UK Trade Unions engagement with climate change and the need for a ‘just transition’
Student: Paul Drury
Dissertation: UK Trade Unions engagement with climate change and the need for a ‘just transition’
Dissertation category: Sustainability
Dissertation theme: Energy and sustainable development
This dissertation examined the role that UK trade unions will play in the fight against climate change. The main research question asks, “How are UK trade unions engaging with climate change and the need for a ‘just transition’?
There is an urgent need to transition to a low carbon economy to mitigate climate change. The necessary changes to industries will impact on workers through the loss of jobs, modifying of existing jobs and the potential for new ‘green’ jobs. Trade unions, as representatives of worker’s interests, have an important role to play.
Trade unions at an international and national level are engaging with climate change and developing policies. An overriding response has become the ‘just transition’ framework. The just transition framework grew out of the need to consider the impact on jobs due to climate change policies. It has since widened out to encompass the socioeconomic transition to a green economy. Literature on the subject is limited, but where it does exist it shows that trade union understanding and use of the just transition framework is diverse and related, in part, to the specifics of the sector.
A major objective of the research was to evaluate awareness and understanding of ‘just transition’ in a UK context. To this end, semi-structured interviews were carried out with four trade union officials from different sectors.
Responses from the interviews showed that there was engagement with ‘just transition’ amongst the trade unions involved. However, the unions had different approaches specific to their sector interests and experiences. There was a desire to create consensus on what ‘just transition’ means for trade unions and a need to engage the wider membership by ‘making it real’.
On the basis of the research, recommendations for further action on ‘just transition’ are presented, these include: provide education and skills training, convene a community of practice and provide visible leadership.
Detailed summary: The Dissertations for Good (DfG) scheme was introduced in one of our research methods lectures by Dr Andrew Reeves from the Institute of Energy and Sustainable Development (IESD) at De Montfort University. I was instantly attracted by the potential of working with a partner organisation on a sustainability project. Signing up to the scheme online, I could see that there were many interesting projects that would make for good dissertation topics. The process was very straightforward and after expressing an interest in a project the DfG team linked me up with the partner organisation. The project I chose was with the Greener Jobs Alliance (GJA) who are an organisation campaigning for the jobs and skills required to transition to a low-carbon economy.
The highlight of the research was attending a two-day conference of UK, International Trade Union and environmental groups discussing the future energy system for the UK. I gained so many new perspectives on the challenges the UK faces in transitioning to a low carbon economy during this event. It also gave me networking opportunity and access to people that I could interview for the planned research. All this would have been impossible without the support and ‘gatekeeper’ role of the partner organisation.

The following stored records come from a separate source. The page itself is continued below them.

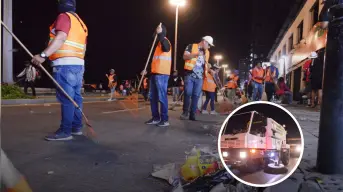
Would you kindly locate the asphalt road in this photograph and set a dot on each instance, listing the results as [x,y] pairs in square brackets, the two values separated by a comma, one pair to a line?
[120,159]
[260,177]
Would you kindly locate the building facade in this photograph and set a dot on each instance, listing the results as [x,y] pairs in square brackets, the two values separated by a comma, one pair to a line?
[300,36]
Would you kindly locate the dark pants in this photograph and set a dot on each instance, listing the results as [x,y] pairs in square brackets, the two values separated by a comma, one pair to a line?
[158,89]
[209,96]
[31,85]
[193,88]
[145,93]
[270,90]
[215,95]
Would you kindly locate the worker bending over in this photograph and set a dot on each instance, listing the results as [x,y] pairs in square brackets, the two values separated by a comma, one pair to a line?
[66,50]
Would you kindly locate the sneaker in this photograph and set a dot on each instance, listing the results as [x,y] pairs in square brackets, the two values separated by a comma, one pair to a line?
[184,116]
[204,112]
[214,113]
[152,122]
[76,132]
[61,136]
[192,117]
[163,124]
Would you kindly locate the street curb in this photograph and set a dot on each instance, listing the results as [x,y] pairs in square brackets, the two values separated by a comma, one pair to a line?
[5,102]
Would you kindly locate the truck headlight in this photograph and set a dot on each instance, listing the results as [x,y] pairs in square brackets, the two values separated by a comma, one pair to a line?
[243,154]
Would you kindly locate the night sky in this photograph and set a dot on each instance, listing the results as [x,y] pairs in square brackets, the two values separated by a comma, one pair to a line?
[121,32]
[277,114]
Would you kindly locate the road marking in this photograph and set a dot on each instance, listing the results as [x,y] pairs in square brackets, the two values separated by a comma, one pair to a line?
[122,110]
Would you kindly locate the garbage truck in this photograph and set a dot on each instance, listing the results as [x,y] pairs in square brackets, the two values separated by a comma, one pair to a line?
[250,139]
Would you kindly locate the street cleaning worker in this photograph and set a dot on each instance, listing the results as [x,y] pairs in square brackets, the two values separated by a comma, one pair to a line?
[196,58]
[160,72]
[257,82]
[232,85]
[272,74]
[175,84]
[112,83]
[209,87]
[145,90]
[66,50]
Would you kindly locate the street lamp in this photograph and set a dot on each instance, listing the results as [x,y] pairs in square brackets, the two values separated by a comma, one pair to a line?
[218,57]
[224,66]
[177,3]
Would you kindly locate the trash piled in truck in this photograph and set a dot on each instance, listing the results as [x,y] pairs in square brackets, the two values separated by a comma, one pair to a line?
[201,172]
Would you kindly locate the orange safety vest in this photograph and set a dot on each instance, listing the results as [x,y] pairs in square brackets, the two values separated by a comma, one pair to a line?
[145,83]
[161,62]
[75,45]
[257,73]
[232,84]
[270,77]
[110,81]
[189,64]
[209,84]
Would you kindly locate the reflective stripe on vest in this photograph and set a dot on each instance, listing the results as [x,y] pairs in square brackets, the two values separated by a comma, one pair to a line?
[161,57]
[189,64]
[75,44]
[161,62]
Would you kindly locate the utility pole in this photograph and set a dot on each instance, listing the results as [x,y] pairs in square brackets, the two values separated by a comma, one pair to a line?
[330,142]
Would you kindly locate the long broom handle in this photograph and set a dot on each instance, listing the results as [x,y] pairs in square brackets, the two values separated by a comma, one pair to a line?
[147,62]
[46,72]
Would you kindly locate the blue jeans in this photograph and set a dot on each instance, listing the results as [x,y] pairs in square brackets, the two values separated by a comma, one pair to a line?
[176,93]
[158,90]
[69,77]
[209,96]
[193,88]
[257,91]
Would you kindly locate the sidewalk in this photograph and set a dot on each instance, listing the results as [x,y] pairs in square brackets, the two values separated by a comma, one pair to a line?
[305,178]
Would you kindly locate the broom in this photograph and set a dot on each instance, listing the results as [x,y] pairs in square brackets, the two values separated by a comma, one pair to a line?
[264,94]
[225,105]
[90,128]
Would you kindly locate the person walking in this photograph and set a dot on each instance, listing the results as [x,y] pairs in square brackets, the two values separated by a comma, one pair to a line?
[176,83]
[272,74]
[196,58]
[66,50]
[112,84]
[30,76]
[209,87]
[232,85]
[316,71]
[257,82]
[160,72]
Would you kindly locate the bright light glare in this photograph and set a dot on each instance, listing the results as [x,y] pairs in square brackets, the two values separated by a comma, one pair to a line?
[218,57]
[243,154]
[178,2]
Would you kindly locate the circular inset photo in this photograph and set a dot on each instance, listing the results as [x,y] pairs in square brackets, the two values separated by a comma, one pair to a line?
[261,144]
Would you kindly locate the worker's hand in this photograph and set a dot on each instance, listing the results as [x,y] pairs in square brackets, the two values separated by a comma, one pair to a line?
[37,60]
[159,29]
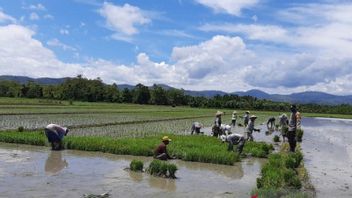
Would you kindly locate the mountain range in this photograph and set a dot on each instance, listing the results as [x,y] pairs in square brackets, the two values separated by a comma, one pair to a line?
[302,97]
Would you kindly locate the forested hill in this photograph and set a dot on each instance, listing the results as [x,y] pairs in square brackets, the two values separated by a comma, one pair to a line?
[301,98]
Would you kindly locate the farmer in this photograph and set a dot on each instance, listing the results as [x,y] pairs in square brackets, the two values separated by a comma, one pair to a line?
[246,118]
[271,122]
[283,126]
[217,124]
[196,126]
[225,129]
[234,118]
[234,139]
[161,152]
[250,128]
[292,127]
[55,134]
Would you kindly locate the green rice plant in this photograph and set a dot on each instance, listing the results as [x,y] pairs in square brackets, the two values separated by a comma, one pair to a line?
[189,148]
[162,169]
[136,165]
[172,168]
[276,138]
[20,129]
[299,135]
[280,172]
[258,149]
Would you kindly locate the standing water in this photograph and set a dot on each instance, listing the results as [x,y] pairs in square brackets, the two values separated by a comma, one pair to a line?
[28,171]
[327,147]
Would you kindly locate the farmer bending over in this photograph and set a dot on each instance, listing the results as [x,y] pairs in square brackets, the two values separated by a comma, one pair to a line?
[196,126]
[271,123]
[161,152]
[55,134]
[234,139]
[246,118]
[250,128]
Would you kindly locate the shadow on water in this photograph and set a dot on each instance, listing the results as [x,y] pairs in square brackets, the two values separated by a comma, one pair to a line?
[54,163]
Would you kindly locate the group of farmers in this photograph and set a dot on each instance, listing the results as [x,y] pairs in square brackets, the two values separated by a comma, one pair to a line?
[56,133]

The challenging part of the project was in the initial stages when you are trying to decide what the research aim or question is going to be. It was important, due to the short-time scale of the dissertation, to clarify these aims early on, both with university supervisor and partner organisation. The people at the GJA were great in this respect. An early meeting gave a context for the research and some early objectives of the sort of things they were interested in finding out.

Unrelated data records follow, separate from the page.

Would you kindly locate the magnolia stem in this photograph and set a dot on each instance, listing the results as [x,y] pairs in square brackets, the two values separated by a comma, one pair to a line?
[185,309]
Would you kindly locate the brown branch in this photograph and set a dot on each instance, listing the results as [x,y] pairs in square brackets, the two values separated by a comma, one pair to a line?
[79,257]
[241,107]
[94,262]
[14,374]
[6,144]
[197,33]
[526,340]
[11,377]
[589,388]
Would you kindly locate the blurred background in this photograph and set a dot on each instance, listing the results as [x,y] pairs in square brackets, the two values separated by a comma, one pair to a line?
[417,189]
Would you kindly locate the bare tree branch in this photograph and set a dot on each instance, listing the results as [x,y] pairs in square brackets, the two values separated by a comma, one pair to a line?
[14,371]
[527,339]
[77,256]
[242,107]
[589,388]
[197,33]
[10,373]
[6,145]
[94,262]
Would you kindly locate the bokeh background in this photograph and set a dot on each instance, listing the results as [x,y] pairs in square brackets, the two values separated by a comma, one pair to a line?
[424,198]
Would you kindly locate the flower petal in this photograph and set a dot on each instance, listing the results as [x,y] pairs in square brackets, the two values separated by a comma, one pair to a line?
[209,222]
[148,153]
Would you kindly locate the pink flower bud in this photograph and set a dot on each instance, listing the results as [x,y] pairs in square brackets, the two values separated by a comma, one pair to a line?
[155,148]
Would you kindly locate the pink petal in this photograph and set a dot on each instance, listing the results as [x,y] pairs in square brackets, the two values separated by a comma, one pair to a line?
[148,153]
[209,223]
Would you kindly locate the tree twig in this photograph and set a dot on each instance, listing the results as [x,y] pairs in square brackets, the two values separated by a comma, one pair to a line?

I come from an engineering back-ground so this project challenged me in new ways. It involved learning new qualitative research methods and semi-structured interview techniques. Also, I had to learn to use Nvivo software to analyse the qualitative data from the interviews I carried out. All these new skills will stand me in good stead as I am now carrying out further research studies into energy demand at Loughborough University. I am still in contact with the Greener Jobs Alliance and hope to be involved with them on projects in the future.
In summary, considering my experience I would recommend the DfG scheme to other students. It will add a valuable experience to your studies. It can give impetus to your dissertation and helps on those days when you might feel less motivated that you are also doing it for someone else. I would suggest choosing a topic that you are interested in and don’t be afraid to do something that challenges you personally and technically. If you are interested in sustainability, go for it! The climate and planet needs all the help it can get.